C’est l’histoire d’un bailleur qui se voit vertement reproché d’avoir jeté les plantes de sa locataire…
Un bailleur demande à sa locataire d’enlever les plantes vertes qu’elle a mises dans les coursives menant à son appartement. Après une deuxième, puis une troisième demande infructueuse, le bailleur décide de jeter lui-même les plantes. Ce que lui reproche la locataire qui se manifeste enfin…
… à tort, pour le bailleur : aux termes du bail, la locataire s’est engagée à ne rien déposer dans les coursives de l’immeuble. L’objectif de cette clause est ici sécuritaire, aucun objet ne devant gêner l’évacuation des habitants de l’immeuble en cas d’incendie.
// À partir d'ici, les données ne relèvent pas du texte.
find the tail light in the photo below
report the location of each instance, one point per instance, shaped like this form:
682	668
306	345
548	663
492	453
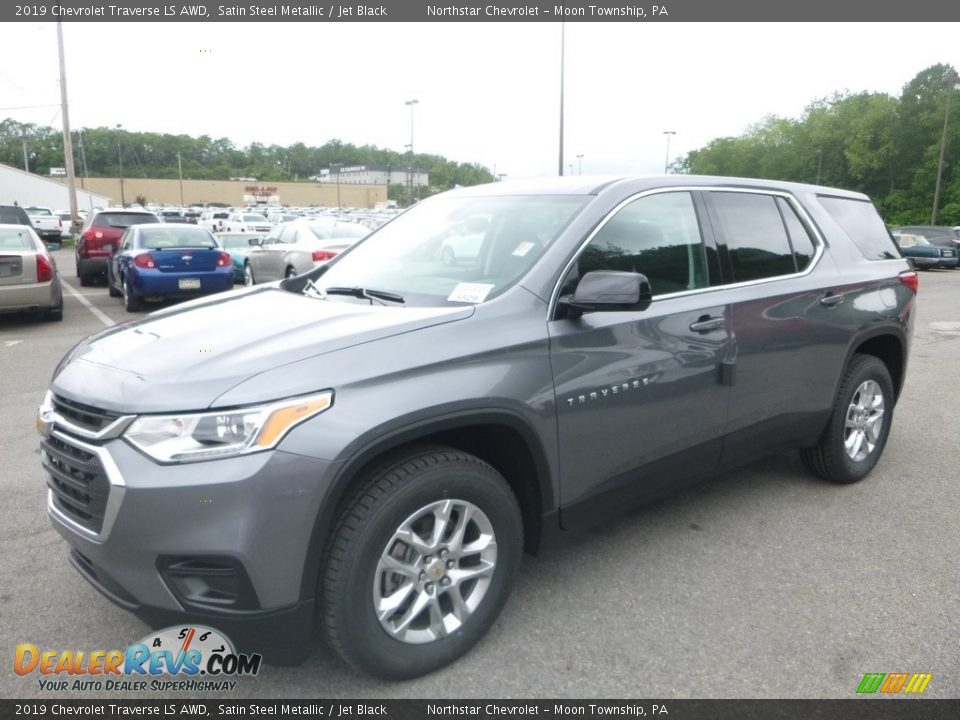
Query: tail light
911	279
44	269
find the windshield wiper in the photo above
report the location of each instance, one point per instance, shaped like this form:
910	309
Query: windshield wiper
365	294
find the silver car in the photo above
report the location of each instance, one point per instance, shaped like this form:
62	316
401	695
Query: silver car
29	280
297	247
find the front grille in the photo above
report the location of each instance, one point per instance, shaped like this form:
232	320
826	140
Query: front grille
85	416
78	482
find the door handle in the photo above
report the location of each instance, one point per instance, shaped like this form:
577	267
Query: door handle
706	324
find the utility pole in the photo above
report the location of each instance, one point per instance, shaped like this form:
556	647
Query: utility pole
67	137
180	171
950	79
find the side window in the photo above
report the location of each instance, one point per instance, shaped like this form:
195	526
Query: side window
860	221
658	236
803	246
756	239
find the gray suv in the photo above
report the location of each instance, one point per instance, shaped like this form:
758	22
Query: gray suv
370	447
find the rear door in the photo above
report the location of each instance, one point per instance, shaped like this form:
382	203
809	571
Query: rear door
640	394
786	300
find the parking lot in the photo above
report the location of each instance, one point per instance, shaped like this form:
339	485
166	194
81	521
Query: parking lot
762	583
En outre, il rappelle qu’il a avisé à 3 reprises, en vain, la locataire pour qu’elle enlève ses plantes vertes. Mais pour celle-ci le bailleur a commis une faute en jetant ses plantes sans mise en demeure et sans autorisation judiciaire.
Ce que confirme le juge : n’ayant pas mis en demeure sa locataire et n’ayant pas d’autorisation judiciaire, le bailleur ne pouvait pas se faire justice lui-même et jeter les plantes vertes.
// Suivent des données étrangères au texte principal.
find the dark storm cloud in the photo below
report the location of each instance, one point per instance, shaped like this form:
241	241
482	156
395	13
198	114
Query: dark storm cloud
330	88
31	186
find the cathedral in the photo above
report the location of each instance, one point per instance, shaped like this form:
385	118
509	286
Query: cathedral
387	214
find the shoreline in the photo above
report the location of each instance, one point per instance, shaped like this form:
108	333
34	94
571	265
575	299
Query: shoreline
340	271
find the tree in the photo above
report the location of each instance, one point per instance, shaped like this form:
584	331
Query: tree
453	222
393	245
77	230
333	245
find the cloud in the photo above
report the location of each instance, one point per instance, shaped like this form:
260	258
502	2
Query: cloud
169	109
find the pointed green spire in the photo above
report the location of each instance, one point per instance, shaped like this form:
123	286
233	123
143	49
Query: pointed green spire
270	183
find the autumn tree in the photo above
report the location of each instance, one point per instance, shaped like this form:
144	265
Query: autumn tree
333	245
C’est l’histoire d’un bailleur qui récupère un appartement, loué durant 18 ans, et constate l’étendue des travaux d’entretien et de réparation à faire…
18 ans après avoir emménagé, un couple quitte l’appartement qu’il louait. Mais en voyant l’état particulièrement dégradé du logement, le bailleur lui réclame un dédommagement au titre des réparations locatives.
Il rappelle que le locataire est tenu d’entretenir le logement loué, entretien qui semble ne pas avoir été fait au vu de l’état de l’appartement : peintures dégradées, points de rouille, traces d'humidité, carreaux de carrelage fissurés, traces de colonne de termites, bois qui s'effritent, etc. Mais les locataires mettent, au contraire, en avant l’humidité ambiante de l’appartement pour laquelle, malgré leurs demandes, le bailleur n’a entrepris aucun travaux de rénovation. D’où son refus de payer un quelconque dédommagement…
Circonstances qui confirment, pour le juge qui donne raison aux locataires, que la dégradation de l’appartement relève d’une usure normale. D’autant qu’il n’est pas prouvé que cette dégradation est due à un manque d'entretien imputable aux locataires…
C’est l’histoire d’un dirigeant qui estime qu’il ne peut pas se porter indéfiniment caution pour son entreprise…
Un dirigeant se porte caution du paiement de factures dues par sa société à l’un de ses fournisseurs. Mais les factures restent impayées et la société est placée en liquidation judiciaire. Le fournisseur réclame donc le paiement des factures au dirigeant, au nom de son engagement de caution.
Ce que refuse le dirigeant, estimant que son engagement est nul. Il rappelle alors que la Loi impose la reproduction d’une mention manuscrite comportant notamment les termes suivants : « pour la durée de… ». Or, le dirigeant constate que son engagement de caution est consenti « jusqu’au paiement effectif de toutes les sommes dues ». Par conséquent, son engagement de caution est à durée indéterminée. Ce qui est illicite, selon lui : il n’a donc pas à payer les factures impayées…
… à tort pour le juge : la Loi n’interdit aucunement les engagements de caution à durée indéterminée. L’engagement de caution du dirigeant est donc valable et ce dernier est tenu de payer les sommes dues au fournisseur.